Sur le bien-fondé du jugement attaqué :

2. En premier lieu, le mineur, sauf s'il est émancipé dans les conditions prévues aux articles 413-1 et 413-2 du code civil, ne peut accomplir lui-même les actes de la vie civile, notamment agir en justice. Seuls peuvent le faire en son nom ses représentants légaux, qui sont normalement ses parents ou, le cas échéant, son tuteur.

3. M. E se présente comme l'oncle des jeunes A et B C. Il produit les autorisations de sortie du territoire signées le 13 juin 2017 par le père des enfants, une " procuration " du 23 avril 2017 par laquelle leurs parents indiquent déléguer à l'épouse de M. E, durant leur séjour en France du 9 au 21 juillet 2017, " l'autorité parentale " et précisent que ce " pouvoir couvre toutes les actions nécessaires à l'intérêt des enfants, en particulier dans le domaine médical ", et une attestation, non datée, par laquelle les parents des deux fillettes confient à M. E " la défense de l'intérêt des enfants dans le cadre de la procédure de recours contre le refus de visa " et lui donnent " pouvoir pour agir en leur place pour le compte de leurs enfants ". F, il ne ressort ni de ces documents ni des autres pièces du dossier qu'il est le représentant légal des jeunes A et B C. M. E ne peut, dès lors, agir en leur nom.

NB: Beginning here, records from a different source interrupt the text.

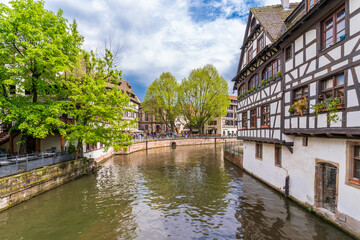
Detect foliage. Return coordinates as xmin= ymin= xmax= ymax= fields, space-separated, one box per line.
xmin=0 ymin=0 xmax=83 ymax=143
xmin=311 ymin=98 xmax=342 ymax=123
xmin=63 ymin=50 xmax=134 ymax=156
xmin=179 ymin=64 xmax=230 ymax=133
xmin=291 ymin=97 xmax=307 ymax=116
xmin=143 ymin=72 xmax=179 ymax=132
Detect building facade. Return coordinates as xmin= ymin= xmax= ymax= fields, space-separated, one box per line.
xmin=233 ymin=0 xmax=360 ymax=235
xmin=204 ymin=96 xmax=237 ymax=136
xmin=107 ymin=79 xmax=141 ymax=132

4. En second lieu, M. E ne justifie pas, en la qualité d'oncle des enfants qu'il invoque, d'un intérêt lui permettant de contester, en son nom propre, devant le juge administratif, la légalité de la décision portant refus de délivrance de visas aux jeunes A et B C.

5. Il s'ensuit que la demande introduite devant le tribunal administratif de Nantes par M. E n'était pas recevable.

6. Il résulte de ce qui précède que M. E n'est pas fondé à se plaindre de ce que, par le jugement attaqué, le tribunal administratif de Nantes a rejeté sa demande.

Sur les conclusions à fin d'injonction :

7. Le présent arrêt, qui rejette la requête de M. E, n'appelle aucune mesure d'exécution. Par suite, les conclusions de l'intéressé tendant à ce qu'il soit enjoint au ministre de l'intérieur et des outre-mer de délivrer les visas sollicités doivent être rejetées.

Sur les frais liés au litige :

8. Les dispositions de l'article L. 761-1 du code de justice administrative font obstacle à ce que soit mise à la charge de l'Etat, qui n'est pas la partie perdante dans la présente instance, la somme que M. E demande au titre des frais exposés et non compris dans les dépens.

DÉCIDE :

Article 1er : La requête de M. E est rejetée.

Article 2 : Le présent arrêt sera notifié à M. D E et au ministre de l'intérieur et des outre-mer.

Délibéré après l'audience du 7 février 2023, à laquelle siégeaient :

- Mme Buffet, président de chambre,

- Mme Montes-Derouet, présidente-assesseure,

- M. Le Brun, premier conseiller.

Rendu public par mise à disposition au greffe le 3 mars 2023.

La rapporteure,

I. GLa présidente,

C. BUFFET

La greffière,

Aline LEMEE

La République mande et ordonne au ministre de l'intérieur et des outre-mer en ce qui le concerne, et à tous commissaires de justice à ce requis en ce qui concerne les voies de droit commun contre les parties privées, de pourvoir à l'exécution de la présente décision.